De afgelopen week werd de volgende vraag bij ons neergelegd: “Waarom hebben onze scheepjes gebogen gaffels?”. Weet U het antwoord? Ik niet. Toch wil ik proberen een antwoord te formuleren. 
Inderdaad hebben de meeste ronde en platbodemjachten een bol gebogen gaffel van essenhout. Sommige hebben een rechte gaffel. Bij Staverse jollen zie je ze evenals bij veel schepen uit de bruine vloot. Al onze types schepen stammen oorspronkelijk uit de tijd dat de eindbestemming onder alle omstandigheden zeilend bereikt moest kunnen worden. Wind of geen wind. Motoren waren nog niet ingebouwd. Met wind en spierkracht moesten onze voorouders het doen.
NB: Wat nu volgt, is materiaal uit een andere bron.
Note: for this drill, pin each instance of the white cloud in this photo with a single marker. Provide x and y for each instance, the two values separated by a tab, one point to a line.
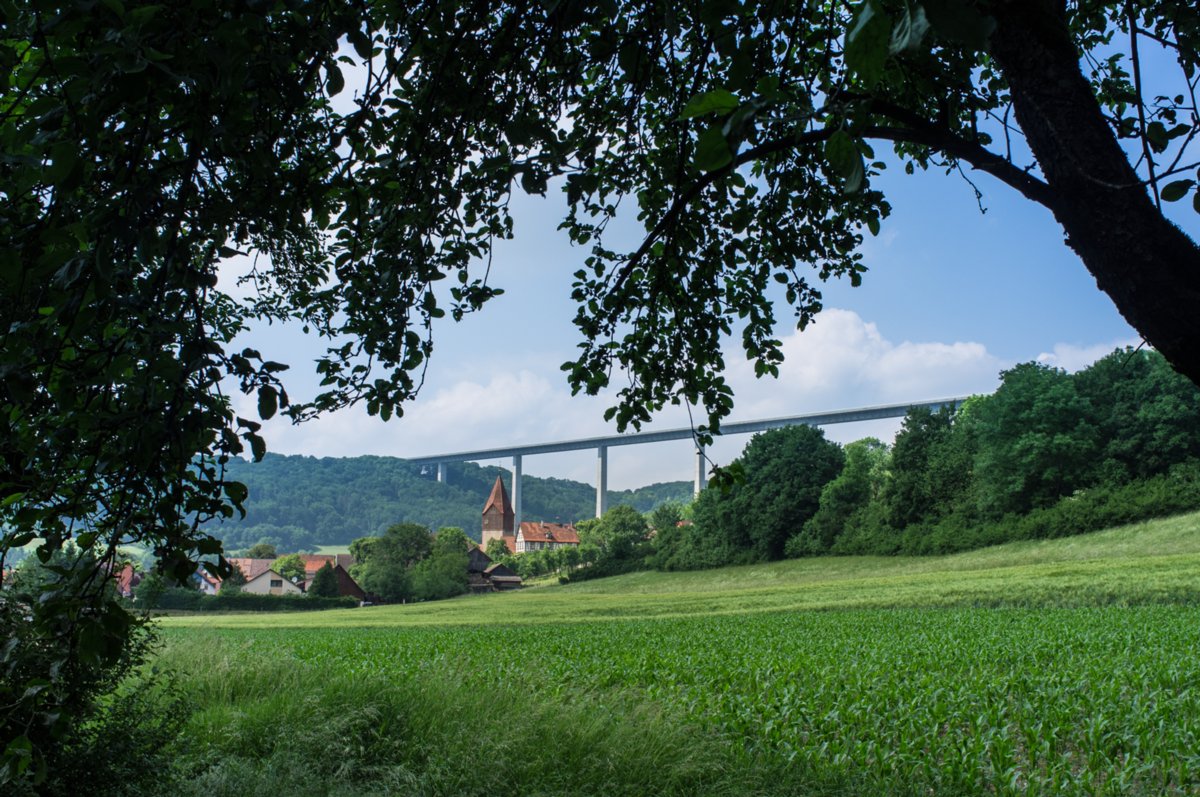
841	361
1072	358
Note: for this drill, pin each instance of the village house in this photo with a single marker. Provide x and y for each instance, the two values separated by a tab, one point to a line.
541	537
251	568
269	582
533	535
484	575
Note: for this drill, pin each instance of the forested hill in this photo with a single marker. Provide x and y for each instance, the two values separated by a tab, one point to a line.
301	502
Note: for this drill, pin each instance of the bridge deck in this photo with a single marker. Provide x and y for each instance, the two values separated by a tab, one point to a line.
733	427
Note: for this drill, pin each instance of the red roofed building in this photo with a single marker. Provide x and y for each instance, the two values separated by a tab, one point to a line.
538	535
251	568
498	517
313	562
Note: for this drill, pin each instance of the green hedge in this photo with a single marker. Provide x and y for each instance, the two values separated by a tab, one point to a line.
245	601
1091	510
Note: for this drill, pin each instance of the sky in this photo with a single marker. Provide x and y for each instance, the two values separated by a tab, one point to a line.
952	297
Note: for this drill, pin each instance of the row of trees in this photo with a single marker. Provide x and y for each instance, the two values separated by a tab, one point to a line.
408	562
1048	454
301	502
144	161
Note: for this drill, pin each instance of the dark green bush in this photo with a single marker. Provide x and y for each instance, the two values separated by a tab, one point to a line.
243	601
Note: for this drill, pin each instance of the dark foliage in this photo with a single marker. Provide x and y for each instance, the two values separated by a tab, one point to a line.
178	599
324	582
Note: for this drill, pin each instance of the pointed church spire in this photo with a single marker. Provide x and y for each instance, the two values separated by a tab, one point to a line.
498	511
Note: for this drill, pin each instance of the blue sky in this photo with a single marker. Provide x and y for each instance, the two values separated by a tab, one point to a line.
952	298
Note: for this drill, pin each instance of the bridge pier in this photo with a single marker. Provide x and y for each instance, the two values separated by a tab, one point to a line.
601	480
516	493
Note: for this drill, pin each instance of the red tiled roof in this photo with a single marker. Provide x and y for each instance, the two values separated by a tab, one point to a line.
251	568
127	579
538	532
313	562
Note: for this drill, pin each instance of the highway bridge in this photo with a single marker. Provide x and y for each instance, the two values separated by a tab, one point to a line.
601	444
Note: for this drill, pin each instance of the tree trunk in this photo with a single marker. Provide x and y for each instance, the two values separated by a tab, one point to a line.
1147	265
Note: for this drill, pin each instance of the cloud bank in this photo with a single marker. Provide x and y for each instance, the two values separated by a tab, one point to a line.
839	363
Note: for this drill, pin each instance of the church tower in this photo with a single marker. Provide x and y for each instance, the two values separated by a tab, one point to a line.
498	516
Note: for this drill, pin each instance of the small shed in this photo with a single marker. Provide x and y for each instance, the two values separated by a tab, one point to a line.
502	577
478	561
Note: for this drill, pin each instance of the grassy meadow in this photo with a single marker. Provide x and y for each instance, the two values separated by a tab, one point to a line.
1054	667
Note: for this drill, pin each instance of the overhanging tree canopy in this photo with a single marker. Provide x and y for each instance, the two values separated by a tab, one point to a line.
147	144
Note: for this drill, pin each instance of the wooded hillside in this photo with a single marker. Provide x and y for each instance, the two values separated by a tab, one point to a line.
301	502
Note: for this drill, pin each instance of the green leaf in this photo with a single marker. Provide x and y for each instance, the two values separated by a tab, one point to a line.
868	43
334	79
846	161
1176	191
1157	137
712	150
268	402
959	22
718	101
910	30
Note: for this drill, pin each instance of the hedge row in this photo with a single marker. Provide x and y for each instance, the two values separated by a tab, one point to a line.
245	601
1091	510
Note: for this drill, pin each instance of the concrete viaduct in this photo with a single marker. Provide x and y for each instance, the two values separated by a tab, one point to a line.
601	444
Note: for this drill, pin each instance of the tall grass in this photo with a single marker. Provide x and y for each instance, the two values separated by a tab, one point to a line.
271	723
1053	667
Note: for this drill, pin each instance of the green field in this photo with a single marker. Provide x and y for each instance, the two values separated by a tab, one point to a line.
1059	667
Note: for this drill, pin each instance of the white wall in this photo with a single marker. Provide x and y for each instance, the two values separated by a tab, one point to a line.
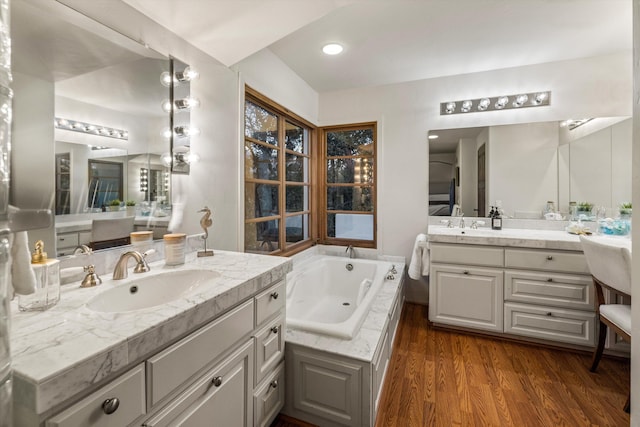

Hoe de tuigen op onze schepen zich in de loop der eeuwen hebben ontwikkeld weten we bij benadering. Op middeleeuwse zegels en wapenschilden kom je een enkele keer razeilen tegen zoals we die nu nog kennen op de bijvoorbeeld de replica van de Kamper kogge. Later, in de Renaissance en de Gouden Eeuw zie je op schilderijen vooral spriettuigen. Aan een enkele mast wordt een fok gevoerd en een grootzeil dat aan een spriet uitgehouden wordt. Een zwaar stuk hout dat de krachten, die wanneer er wind in de zeilen valt, sterk genoeg moet zijn om het grootzeil te dragen. Een vervelende bijkomstigheid van dit soort tuigen is dat het grootzeil permanent aan de spriet gemonteerd is en dat daarmee het zwaartepunt van het tuig heel hoog ligt. Ook als het opgedoekt is, vangt het nog veel wind. Bij hoogaarsen werd tot in de 20e eeuw met het spriettuig gevaren. Blijkbaar functioneerde het goed en wist men er op de juiste manier mee om te gaan. Het spriettuig gaf een hoogaars een speciaal cachet. In 1924 is er een ramp gebeurd waarbij een aantal hoogaarsen verging en hun bemanningen het leven lieten. De schepen kapseisden zeer waarschijnlijk door dit hoge zwaartepunt. Na dit ongeluk werden de overgebleven spriettuigen vervangen door gaffeltuigen.

De boeier met de rechte gaffel is de 'Constanter'. Het schip heeft zo’n honderd jaar geleden een tijdje met een rechte gaffel gevaren.
De boeier met de rechte gaffel is de 'Constanter'. Het schip heeft zo’n honderd jaar geleden een tijdje met een rechte gaffel gevaren.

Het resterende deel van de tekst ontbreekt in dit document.